Building on the blockchain could also eliminate the need for tracing services through the use of a digital ID. Instead of members having to keep tabs on their pensions with all their various employers, a pension could be tied to a digital ID making the need to track pensions a thing of the past. Thinking more holistically, with everyone’s pensions being stored in one central repository, the blockchain, it makes the much discussed Pensions Dashboard a feasible reality.
But before we run, underlying any pension administration is the data, and making sure that it is accurate and can support other activities is key. Work to review and maintain data can be time consuming, but big data and Artificial Intelligence (AI) represents an opportunity to streamline a number of processes.

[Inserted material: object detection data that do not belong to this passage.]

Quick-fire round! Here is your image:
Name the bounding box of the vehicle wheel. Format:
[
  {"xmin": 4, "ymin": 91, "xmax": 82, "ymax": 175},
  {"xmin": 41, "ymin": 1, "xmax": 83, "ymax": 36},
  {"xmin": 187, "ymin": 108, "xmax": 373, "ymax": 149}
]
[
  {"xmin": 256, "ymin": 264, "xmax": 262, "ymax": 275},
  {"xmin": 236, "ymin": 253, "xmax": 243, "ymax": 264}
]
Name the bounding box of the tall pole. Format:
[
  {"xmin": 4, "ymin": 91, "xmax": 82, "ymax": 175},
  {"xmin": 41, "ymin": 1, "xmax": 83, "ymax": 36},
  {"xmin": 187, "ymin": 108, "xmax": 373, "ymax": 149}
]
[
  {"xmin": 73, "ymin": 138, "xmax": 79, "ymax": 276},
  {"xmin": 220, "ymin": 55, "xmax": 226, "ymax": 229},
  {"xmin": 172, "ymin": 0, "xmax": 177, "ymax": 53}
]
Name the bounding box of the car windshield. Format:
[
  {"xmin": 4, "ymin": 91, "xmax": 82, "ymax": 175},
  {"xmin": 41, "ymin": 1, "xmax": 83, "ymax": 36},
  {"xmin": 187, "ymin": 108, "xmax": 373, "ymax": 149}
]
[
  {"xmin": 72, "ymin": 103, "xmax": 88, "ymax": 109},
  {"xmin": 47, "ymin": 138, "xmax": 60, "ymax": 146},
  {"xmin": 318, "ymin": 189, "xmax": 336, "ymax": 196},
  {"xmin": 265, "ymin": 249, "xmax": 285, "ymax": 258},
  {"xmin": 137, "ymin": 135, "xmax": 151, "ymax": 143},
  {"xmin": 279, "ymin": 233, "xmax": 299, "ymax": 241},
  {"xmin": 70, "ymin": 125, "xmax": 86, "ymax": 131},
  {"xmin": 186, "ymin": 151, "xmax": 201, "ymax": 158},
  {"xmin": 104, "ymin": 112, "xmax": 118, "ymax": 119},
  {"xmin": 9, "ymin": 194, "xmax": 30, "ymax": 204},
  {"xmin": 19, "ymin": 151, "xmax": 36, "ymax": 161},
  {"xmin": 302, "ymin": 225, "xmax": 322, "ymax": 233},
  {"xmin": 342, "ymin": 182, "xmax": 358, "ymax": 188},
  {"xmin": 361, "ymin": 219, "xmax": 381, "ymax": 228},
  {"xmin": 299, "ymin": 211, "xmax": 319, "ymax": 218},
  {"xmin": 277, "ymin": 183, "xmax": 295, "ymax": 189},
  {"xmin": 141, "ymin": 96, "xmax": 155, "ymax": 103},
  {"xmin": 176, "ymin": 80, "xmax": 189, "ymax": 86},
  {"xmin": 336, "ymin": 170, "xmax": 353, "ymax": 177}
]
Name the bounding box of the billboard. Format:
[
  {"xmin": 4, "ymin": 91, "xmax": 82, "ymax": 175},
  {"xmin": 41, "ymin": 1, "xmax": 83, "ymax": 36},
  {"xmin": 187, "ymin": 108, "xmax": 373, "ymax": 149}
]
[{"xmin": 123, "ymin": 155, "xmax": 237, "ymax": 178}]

Tech companies know that the success of a product very much depends on the user experience it provides. People will dislike even the best product if it is presented in a confusing way or if the functionalities that they actually want are hidden underneath a dozen unwanted or unnecessary features. This thinking could also be applied to providing DB member options and communications that are personalised towards the needs of the individual employee and presented in an easy to use and engaging manner. Big data applications could again be a route to be explored when it comes to analysing employee data and finding ways to provide individual options. Targeted communications that rely on highly engaging media like video and potentially chatbots ensure that the hard work that is put into the design of the plans and options pays off in increased employee engagement and satisfaction.

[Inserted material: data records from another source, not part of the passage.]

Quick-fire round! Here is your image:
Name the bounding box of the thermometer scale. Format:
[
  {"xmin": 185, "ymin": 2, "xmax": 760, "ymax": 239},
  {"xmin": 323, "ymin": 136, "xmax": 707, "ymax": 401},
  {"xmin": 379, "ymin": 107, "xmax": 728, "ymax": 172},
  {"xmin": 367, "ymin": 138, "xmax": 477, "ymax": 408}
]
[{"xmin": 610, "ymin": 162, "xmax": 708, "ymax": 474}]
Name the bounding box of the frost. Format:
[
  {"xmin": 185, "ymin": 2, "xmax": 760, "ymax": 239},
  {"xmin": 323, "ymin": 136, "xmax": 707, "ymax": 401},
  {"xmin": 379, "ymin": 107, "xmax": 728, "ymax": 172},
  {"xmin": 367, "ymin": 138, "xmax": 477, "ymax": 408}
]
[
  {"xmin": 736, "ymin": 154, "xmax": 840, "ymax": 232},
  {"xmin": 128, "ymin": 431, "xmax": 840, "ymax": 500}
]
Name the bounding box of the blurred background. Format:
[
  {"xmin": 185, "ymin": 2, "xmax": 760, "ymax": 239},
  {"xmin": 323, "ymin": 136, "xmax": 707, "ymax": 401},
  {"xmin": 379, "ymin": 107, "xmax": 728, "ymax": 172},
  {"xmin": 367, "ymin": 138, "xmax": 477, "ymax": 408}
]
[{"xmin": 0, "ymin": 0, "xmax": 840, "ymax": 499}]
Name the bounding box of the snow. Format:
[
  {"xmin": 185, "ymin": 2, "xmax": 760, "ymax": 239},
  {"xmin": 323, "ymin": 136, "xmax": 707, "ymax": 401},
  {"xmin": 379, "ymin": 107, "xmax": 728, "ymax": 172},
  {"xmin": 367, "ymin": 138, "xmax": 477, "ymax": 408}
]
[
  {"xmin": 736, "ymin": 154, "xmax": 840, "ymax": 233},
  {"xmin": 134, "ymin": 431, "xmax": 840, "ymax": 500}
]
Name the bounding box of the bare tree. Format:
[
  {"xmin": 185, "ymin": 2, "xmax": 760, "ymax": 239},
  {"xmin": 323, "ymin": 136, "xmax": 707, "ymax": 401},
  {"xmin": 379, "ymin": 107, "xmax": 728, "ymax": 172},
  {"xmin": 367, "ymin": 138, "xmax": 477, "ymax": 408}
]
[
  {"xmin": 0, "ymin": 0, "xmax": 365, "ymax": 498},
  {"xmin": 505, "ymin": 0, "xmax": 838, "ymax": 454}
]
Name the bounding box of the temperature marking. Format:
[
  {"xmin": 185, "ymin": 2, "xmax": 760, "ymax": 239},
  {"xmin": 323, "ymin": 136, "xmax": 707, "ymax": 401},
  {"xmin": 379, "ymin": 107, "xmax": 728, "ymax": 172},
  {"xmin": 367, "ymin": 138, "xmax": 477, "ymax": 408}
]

One of the main concerns when it comes to DB pensions is how you fund your plans. To really manage this, you not only require full visibility of current assets, liabilities and funding levels, but also on future developments and foreseeable changes to any factors that might influence funding. With data, this becomes easier to predict. Member data can be used to provide custom projections and all of this while being very easy to use, would be a way to use technology to make taking informed decisions around funding DB plans much faster and more convenient. Whilst linking all the scheme data together and looking across the whole balance sheet of assets and liabilities ties in with the Integrated Risk Management (IRM) perspective put forward by The Pensions Regulator. And we cannot yet fully grasp the implications that big data could have in this space, especially regarding more precise modelling and projection functionalities.

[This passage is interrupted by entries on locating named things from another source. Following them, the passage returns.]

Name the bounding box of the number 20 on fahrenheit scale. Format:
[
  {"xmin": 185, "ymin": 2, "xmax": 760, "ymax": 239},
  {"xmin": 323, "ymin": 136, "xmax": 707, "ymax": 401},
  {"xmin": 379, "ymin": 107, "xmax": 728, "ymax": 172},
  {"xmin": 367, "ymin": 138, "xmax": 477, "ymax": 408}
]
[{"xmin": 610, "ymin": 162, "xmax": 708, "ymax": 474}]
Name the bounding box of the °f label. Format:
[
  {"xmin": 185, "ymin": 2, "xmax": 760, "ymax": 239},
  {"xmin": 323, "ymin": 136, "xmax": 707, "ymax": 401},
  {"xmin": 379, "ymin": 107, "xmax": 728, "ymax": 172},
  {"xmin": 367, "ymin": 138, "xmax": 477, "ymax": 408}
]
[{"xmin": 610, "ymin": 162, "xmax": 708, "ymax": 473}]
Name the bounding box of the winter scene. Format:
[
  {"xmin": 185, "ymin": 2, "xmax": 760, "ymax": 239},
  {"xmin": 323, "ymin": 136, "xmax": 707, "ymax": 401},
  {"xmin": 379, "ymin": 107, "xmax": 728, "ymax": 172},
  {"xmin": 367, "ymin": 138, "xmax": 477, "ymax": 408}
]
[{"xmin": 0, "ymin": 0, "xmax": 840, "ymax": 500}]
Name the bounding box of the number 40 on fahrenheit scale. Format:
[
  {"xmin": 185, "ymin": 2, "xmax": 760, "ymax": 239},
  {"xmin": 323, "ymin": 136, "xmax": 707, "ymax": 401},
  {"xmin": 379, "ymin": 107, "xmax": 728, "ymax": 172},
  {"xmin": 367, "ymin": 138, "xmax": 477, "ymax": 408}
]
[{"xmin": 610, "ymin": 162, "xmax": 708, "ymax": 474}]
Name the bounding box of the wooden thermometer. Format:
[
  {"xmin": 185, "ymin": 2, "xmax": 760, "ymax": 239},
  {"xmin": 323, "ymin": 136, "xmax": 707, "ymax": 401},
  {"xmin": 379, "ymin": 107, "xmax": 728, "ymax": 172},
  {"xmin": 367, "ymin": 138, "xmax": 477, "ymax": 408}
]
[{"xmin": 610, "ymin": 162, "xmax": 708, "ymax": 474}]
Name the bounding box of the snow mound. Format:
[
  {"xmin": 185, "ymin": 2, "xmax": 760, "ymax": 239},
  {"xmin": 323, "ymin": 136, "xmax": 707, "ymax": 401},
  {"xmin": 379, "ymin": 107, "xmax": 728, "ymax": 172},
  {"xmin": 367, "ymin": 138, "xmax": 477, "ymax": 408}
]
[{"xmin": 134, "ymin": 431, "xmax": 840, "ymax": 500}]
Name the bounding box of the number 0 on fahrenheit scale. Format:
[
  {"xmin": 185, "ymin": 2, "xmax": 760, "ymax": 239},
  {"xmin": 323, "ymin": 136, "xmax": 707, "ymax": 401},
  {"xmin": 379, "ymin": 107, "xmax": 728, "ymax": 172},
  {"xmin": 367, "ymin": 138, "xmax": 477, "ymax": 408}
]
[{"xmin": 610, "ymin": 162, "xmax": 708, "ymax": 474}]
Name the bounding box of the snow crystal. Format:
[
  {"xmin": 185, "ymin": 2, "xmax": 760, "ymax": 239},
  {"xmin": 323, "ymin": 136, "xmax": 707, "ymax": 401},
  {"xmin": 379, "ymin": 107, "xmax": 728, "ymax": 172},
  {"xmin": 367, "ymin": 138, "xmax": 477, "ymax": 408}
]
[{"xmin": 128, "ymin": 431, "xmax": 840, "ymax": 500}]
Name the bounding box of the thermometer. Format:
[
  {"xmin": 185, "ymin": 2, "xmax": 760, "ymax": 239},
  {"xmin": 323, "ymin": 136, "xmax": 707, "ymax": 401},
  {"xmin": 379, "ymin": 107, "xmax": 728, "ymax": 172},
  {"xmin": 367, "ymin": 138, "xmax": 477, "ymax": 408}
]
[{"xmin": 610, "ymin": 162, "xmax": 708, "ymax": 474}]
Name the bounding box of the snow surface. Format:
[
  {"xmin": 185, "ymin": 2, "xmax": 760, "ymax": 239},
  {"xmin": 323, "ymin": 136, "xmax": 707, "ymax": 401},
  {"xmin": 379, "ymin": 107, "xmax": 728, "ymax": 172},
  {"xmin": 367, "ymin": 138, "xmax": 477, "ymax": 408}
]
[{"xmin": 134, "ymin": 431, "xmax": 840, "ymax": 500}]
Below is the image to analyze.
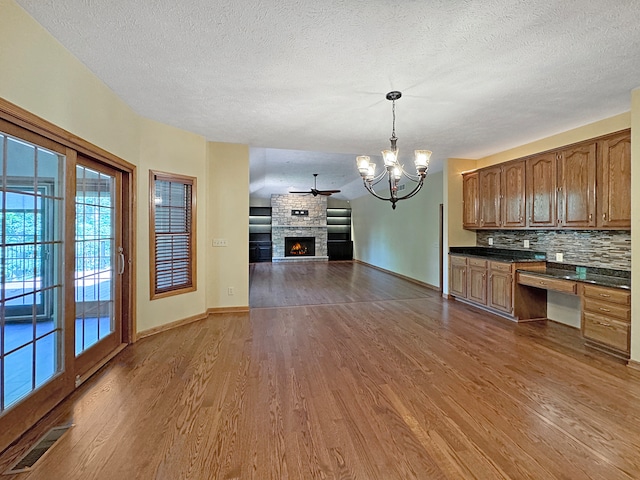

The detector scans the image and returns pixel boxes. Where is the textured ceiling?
[12,0,640,198]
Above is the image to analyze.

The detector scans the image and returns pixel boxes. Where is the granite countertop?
[518,262,631,290]
[449,247,631,290]
[449,247,547,262]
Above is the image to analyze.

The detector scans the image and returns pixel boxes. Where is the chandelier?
[356,91,431,210]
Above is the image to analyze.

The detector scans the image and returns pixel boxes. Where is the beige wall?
[209,142,249,308]
[0,0,139,161]
[0,0,249,331]
[631,88,640,362]
[137,118,209,331]
[351,172,443,287]
[476,112,631,168]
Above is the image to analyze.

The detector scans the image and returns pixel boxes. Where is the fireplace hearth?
[284,237,316,257]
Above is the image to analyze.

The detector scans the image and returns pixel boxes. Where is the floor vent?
[4,425,73,475]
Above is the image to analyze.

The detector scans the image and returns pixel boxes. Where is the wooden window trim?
[149,170,197,300]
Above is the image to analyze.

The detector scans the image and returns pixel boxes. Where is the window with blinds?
[149,171,196,299]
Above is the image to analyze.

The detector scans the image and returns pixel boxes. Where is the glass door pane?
[75,165,116,355]
[0,133,65,414]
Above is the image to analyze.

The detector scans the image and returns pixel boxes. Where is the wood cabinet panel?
[467,263,487,305]
[582,297,631,323]
[557,142,596,228]
[582,311,630,353]
[582,285,631,358]
[597,132,631,229]
[449,255,467,298]
[479,166,502,228]
[582,285,631,305]
[526,153,557,228]
[501,160,526,228]
[462,172,480,228]
[487,262,513,314]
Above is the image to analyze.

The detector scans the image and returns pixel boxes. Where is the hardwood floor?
[0,263,640,480]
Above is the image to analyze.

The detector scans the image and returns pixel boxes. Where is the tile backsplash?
[476,230,631,270]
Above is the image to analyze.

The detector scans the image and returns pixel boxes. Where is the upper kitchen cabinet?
[556,142,596,228]
[597,131,631,230]
[501,160,526,228]
[478,166,502,228]
[462,130,631,230]
[462,172,480,229]
[526,153,557,228]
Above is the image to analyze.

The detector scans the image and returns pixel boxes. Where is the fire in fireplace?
[284,237,316,257]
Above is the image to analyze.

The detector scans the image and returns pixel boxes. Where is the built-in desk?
[517,264,631,359]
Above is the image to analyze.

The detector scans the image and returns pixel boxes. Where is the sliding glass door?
[74,157,125,375]
[0,119,132,451]
[0,133,65,412]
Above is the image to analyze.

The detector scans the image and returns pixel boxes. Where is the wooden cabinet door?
[557,142,596,228]
[488,269,513,314]
[501,160,526,228]
[526,153,557,228]
[449,256,467,298]
[467,266,487,305]
[597,132,631,229]
[462,172,480,229]
[479,167,502,228]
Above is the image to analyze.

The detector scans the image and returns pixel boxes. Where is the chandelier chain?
[391,100,397,138]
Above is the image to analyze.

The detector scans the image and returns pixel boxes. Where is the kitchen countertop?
[517,262,631,290]
[449,247,547,262]
[449,247,631,290]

While some of these applications of tech might sound a bit ahead of their time, many of them are already used by sponsors, trustees and consultants. Others are being explored and developed. What becomes clear, however, is that there is huge potential for the use of new technology within the DB space and that they are worth more than just a fleeting glance.
This article does not contain advice in respect of actions you should take. No decision should be made based on this information without obtaining prior specific, professional advice relating to your own circumstances.